She cupped her chin in her hand, widened her eyes slightly. "And you can draw that line? It doesn't bleed over?"

"Sometimes," he said, with a shrug, "but I do the best I can. It's not like anyone can really separate who they are from what they do. Humans aren't exactly built like that."

She smiled at him like she was proud of him, bringing out hot as hell dimples. "Close your eyes."

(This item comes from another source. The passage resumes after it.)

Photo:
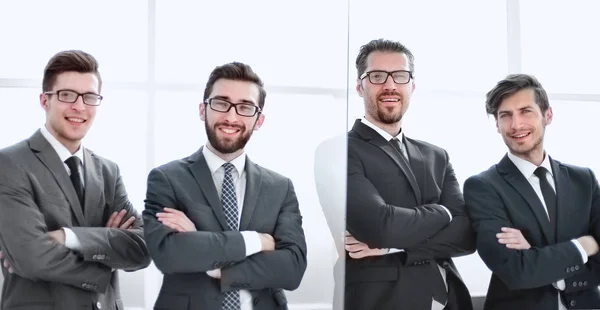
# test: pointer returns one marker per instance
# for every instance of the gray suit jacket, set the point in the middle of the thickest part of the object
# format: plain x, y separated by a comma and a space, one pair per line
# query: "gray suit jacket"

He obeyed on instinct, too many years in the service under his belt to _not_ respond to that note of command. After a second, he felt the barest touch of lips against his, heard the faintest whisper of air, then nothing. Another minute passed. When he opened his eyes, Natasha was nowhere to be found.

But, in her place on the chair was a brand new folder. Sam had no idea where the hell she'd been hiding it.

***

By the third and fourth and fifth time she'd come around, as silent as a damn ninja and always where he least expected it, Sam had – a little belatedly – caught on. She only ever came to him when Steve wasn't around, she never stayed more than a few minutes, and she always left behind a clue or some intel or something having to do with Barnes. Sam had no idea why she was singling him out, but he wasn't going to complain about it, either.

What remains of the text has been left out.